In the wake of dwindling international financing towards HIV and Aids response, Malawi Network of Aids Service Organisations (Manaso) has started a campaign which aims at pushing for increased domestic financing towards the response.
Manaso’s 925 member organisations are not spared from the serious financial challenges that are rocking thousands of organisations in the HIV and Aids response.
In a communiqué titled Local Civil Society Organisations Sustainable HIV And Aids Financing, Manaso Board Chairperson, Maziko Matemba, said government should allocate more resources to advance efforts to end Aids in Malawi by 2030.
“This includes increasing domestic financing; reallocating resources towards financing public service delivery on areas that have a direct bearing on individual and collective rights of the Malawian citizenry, such as education and health,” Matemba said.
He said the civil society appreciates the significant institutional and normative progress in promoting domestic financing for HIV and Aids programmes and noted the good progress in recent years evidenced by an increase from 1.7 percent domestic financing for HIV in 2001 to close to 20 percent contribution in 2015.

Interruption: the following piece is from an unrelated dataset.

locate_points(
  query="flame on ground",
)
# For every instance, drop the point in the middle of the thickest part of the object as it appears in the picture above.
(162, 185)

“However, we regret that we still face a multitude of governance and human rights challenges. These include rampant corruption and lack of transparency and accountability. In addition, there are the challenges of shrinking fiscal space for both citizenry and for local civil society at all levels,” he said.
Matemba also said government must support Parliament as well as the Southern Africa Development Community (Sadc) Parliamentary Forum to effectively play their oversight role and explore the establishment of the National Aids Trust Fund through the facilitation of national dialogue towards options for domestic resource mobilisation.
On Friday last week, Manaso organised the first ever red ribbon dinner as one of the very first initiatives in domestic financial resources mobilisation.